Expeditions and the Blueprint Dilemma
The Expedition system, designed as an optional reset mechanic, has become a contentious topic. Players complain about the grind of re-earning blueprints, while the team acknowledges the currency system was a stopgap. ‘It’s an experiment,’ Watkins says. ‘We didn’t want forced resets, but now we’re asking: How do we make this loop compelling for the most players?’
Key pain points remain: the high coin requirements for blueprints, the lack of carryover between Expeditions, and the skill tree’s eventual max-out. ‘Skill points won’t last forever,’ Watkins confirms. ‘We’ll revamp parts of the tree and tie more game loops into Expeditions.’
One player suggestion—allowing a ‘safe pocket’ for favored blueprints—has merit, though Watkins hesitates. ‘Blueprints are a major power elevation,’ he explains. ‘If we let players carry them over, does that undermine the core progression?’ The answer may lie in systemic changes rather than patching the Expedition model itself. ‘We might give players more autonomy over how they acquire blueprints,’ he hints, ‘rather than making Expeditions the only path.’
The Live-Service Learning Curve
Running a live-service game at Arc Raiders’ scale has been a crash course in crisis management. ‘We never thought we’d have this many players,’ Watkins reflects. ‘Now, we’re constantly dropping what we’re doing to respond to bugs, DDoS attacks, or exploits.’ The team’s biggest lesson? ‘You can’t predict what players will find in live service.’
Take the recent duplication glitch: it exploded in visibility when a prominent streamer highlighted it, forcing Embark to prioritize a fix. ‘We already had a patch ready,’ Watkins notes, ‘but timing becomes critical.’ Other issues, like wall glitches, are far more complex. ‘These are physics and networking problems built into the game’s foundation,’ he warns. ‘Patching them rapidly is risky.’
The studio’s decision to switch from free-to-play to paid at launch may have paid off. ‘Players who commit to a purchase do more research,’ Watkins observes. ‘They’re more invested.’ This alignment has fostered a dedicated community—but it’s also created higher expectations. ‘We’re still learning how to balance responsiveness with thorough testing,’ he admits.
Boss Fights and the Loot Rush
The Matriarch and Queen bosses, once challenging encounters, now fall in minutes—especially in cooperative lobbies. ‘We gave players too effective tools too early,’ Watkins concedes. The loot rush that follows isn’t just a PvP bloodbath; it’s a symptom of a system where high-level players dominate encounters, leaving lower-tier raiders frustrated.
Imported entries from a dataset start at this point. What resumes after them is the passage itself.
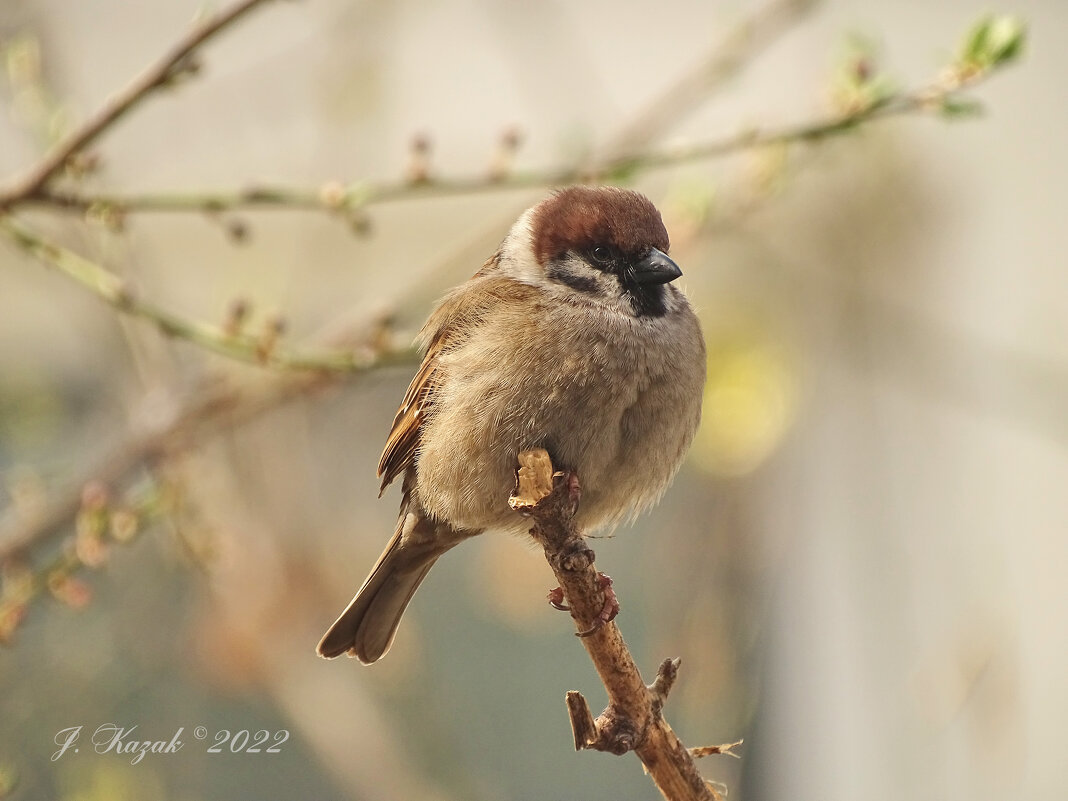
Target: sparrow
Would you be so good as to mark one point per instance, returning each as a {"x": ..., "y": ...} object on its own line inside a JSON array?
[{"x": 570, "y": 338}]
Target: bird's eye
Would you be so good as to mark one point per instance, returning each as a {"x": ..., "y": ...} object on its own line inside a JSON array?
[{"x": 601, "y": 254}]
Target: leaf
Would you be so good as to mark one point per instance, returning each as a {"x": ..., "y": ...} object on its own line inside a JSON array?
[
  {"x": 960, "y": 108},
  {"x": 992, "y": 42}
]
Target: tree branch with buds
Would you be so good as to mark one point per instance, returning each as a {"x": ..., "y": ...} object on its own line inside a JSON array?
[
  {"x": 633, "y": 719},
  {"x": 172, "y": 66}
]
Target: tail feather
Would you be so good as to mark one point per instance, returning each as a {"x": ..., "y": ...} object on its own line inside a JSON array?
[{"x": 366, "y": 628}]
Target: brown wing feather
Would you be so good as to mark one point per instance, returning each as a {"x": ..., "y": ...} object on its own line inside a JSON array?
[
  {"x": 403, "y": 442},
  {"x": 439, "y": 333}
]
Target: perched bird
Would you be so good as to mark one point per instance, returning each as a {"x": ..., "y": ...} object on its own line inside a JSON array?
[{"x": 570, "y": 338}]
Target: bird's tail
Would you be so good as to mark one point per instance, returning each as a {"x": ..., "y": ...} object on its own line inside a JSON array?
[{"x": 366, "y": 628}]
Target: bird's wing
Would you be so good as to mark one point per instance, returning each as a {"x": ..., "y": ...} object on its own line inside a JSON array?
[{"x": 451, "y": 324}]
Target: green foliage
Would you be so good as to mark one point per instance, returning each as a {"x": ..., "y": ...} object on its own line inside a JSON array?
[{"x": 993, "y": 42}]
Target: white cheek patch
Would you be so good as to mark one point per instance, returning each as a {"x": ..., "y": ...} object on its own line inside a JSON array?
[{"x": 517, "y": 253}]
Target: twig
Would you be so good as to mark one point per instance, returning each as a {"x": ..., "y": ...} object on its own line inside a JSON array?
[
  {"x": 929, "y": 98},
  {"x": 216, "y": 404},
  {"x": 262, "y": 349},
  {"x": 174, "y": 63},
  {"x": 687, "y": 93},
  {"x": 632, "y": 720}
]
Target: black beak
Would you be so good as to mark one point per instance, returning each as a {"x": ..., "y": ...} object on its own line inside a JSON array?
[{"x": 655, "y": 267}]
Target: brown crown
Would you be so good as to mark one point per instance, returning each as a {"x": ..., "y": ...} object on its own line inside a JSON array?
[{"x": 580, "y": 217}]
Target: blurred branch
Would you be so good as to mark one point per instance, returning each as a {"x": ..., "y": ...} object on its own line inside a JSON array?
[
  {"x": 229, "y": 340},
  {"x": 686, "y": 94},
  {"x": 941, "y": 96},
  {"x": 217, "y": 404},
  {"x": 633, "y": 719},
  {"x": 174, "y": 65}
]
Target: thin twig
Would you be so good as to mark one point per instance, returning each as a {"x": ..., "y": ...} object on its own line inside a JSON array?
[
  {"x": 261, "y": 349},
  {"x": 686, "y": 94},
  {"x": 174, "y": 63},
  {"x": 929, "y": 98}
]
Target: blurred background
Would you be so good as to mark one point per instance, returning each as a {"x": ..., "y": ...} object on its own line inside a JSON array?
[{"x": 861, "y": 564}]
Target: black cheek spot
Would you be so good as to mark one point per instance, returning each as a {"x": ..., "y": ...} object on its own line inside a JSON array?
[
  {"x": 647, "y": 300},
  {"x": 559, "y": 271}
]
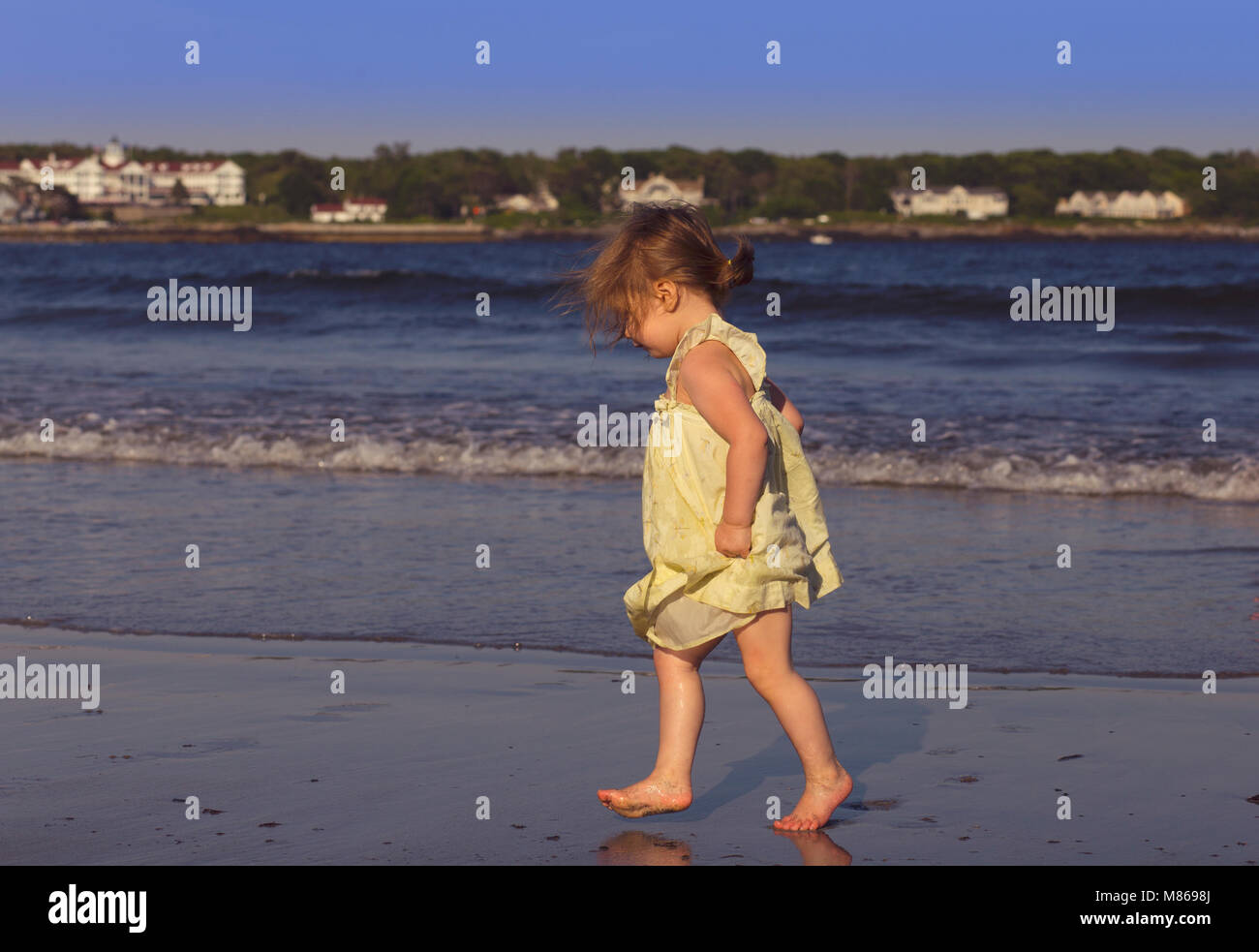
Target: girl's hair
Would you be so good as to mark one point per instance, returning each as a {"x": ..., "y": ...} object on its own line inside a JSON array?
[{"x": 658, "y": 241}]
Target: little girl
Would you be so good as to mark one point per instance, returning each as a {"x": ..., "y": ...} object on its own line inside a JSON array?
[{"x": 731, "y": 520}]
The solution? Refine the encounters to reward teamwork without making them trivial. ‘It’s not meant for the full server to tackle these bosses,’ Watkins clarifies. ‘It’s about dedicated squads working together while* dealing with other players.’ The challenge is striking a balance where bosses remain engaging without becoming a free-for-all over scraps.
For Watkins, the most rewarding moments are the ones the team didn’t script. ‘Players create their own stories,’ he says. ‘Whether it’s a lone sniper causing chaos or a lobby turning vigilante justice on a killer, that’s the magic of Arc Raiders.’ The developers’ role? Provide the tools—and then step back.
The road ahead for Arc Raiders is shaped by these organic trends. With Shrouded Sky* on the horizon, Embark Studios is doubling down on player-driven experiences, even if it means embracing the chaos over control.